ID,Name,City,Note,timeCreated,dateOpened,dateClosed
1,Texas Account,"Dallas, TX","Width has to be 5\" at least",2017-11-12 23:08:22.000,2017-11-12,2018-01-11
2,NYC Account,"New York City, NY","",2017-10-28 11:18:12.352,2017-11-12,
3,Prague,Prague,"Width has to be 5\" at least",2017-10-15 13:02:22.193,2017-11-12,

Size

  • Keep the size of each CSV file below 100 MB. Split bigger (up to 1 GB) files into smaller files.
  • Keep the size of each XLSX sheet below 10 MB.
  • The maximum file size that CSV Downloader can process is 2 GB. This limit is applied only if the 'number_of_threads' parameter is set to 1 (see Set up runtime parameters). With a higher number of threads, the maximum file size is considerably smaller. Break large data files (greater than 1 GB) into smaller files, and configure CSV Downloader to process multiple files in one run.

Location

  • Store the source files on S3 (see S3 Bucket).

  • On S3, place the source files into the following path: {SOURCE_ROOT}/data/{YYYY}/{MM}/{DD}/
  • Keep the source files in the S3 bucket for a while after CSV Downloader downloaded them. When the data integration process stabilizes over a number of successful executions, you can set up a retention period.

Load

  • Use link files (see Use link files).
  • If you need to do both daily loads and historical loads to the same table, use multiple instances of CSV Downloader (see Add multiple instances of CSV Downloader). If you use multiple instances of CSV Downloaders for one ADS Integrator instance, make sure that each instance of CSV Downloader has a unique ID.
  • For each entity, prepare at least one source file.
  • If you are using the computed fields for setting partial full load mode, use the 'position' and 'encoding' parameters (see Computed Fields) for better performance.
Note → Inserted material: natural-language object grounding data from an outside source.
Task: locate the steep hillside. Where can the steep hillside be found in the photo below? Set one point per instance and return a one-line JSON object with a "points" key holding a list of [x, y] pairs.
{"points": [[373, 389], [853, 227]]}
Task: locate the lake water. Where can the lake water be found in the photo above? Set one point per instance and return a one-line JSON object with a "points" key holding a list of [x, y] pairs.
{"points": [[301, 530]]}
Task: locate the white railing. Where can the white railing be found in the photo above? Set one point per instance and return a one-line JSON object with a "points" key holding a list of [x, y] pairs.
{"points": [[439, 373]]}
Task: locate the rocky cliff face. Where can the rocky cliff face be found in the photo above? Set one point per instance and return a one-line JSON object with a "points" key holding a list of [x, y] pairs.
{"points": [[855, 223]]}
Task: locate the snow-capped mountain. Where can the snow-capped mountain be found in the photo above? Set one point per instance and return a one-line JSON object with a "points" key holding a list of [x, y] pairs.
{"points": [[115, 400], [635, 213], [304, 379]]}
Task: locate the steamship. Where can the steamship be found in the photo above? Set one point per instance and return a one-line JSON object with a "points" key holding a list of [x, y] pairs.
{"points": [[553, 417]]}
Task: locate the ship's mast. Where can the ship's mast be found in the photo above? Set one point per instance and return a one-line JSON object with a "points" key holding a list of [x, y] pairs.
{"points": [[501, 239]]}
Set the 'position' parameter to 'first', and set the 'encoding' parameter to 'RLE'.

Additional Files

  • Provide your own manifest file (the 'generate_manifests' parameter is set to 'false'). See Manifest File.
  • Provide a feed file. See Feed File.

S3 Bucket

Set up the structure of the S3 bucket as follows:

FolderPurposeNote
{SOURCE_ROOT}
The root folder/bucket
{SOURCE_ROOT}/feed/
The location of a feed file (feed.txt)See Feed File.
{SOURCE_ROOT}/data/{YYYY}/{MM}/{DD}/
The location of data source files

Keep the number of data source files in one folder below 500. If needed, distribute source data files among subfolders by year/month/date.

{SOURCE_ROOT}/manifest/
The location of unprocessed manifest files

Make sure that CSV Downloader has write access to this folder so that it can move the manifest files after they have been processed.

{SOURCE_ROOT}/manifest/processed/{YYYY}/{MM}/{DD}/

The location where processed manifests are moved to

CSV Downloader creates the 'processed' folder with subfolders by year/month/date to limit the number of files in a folder.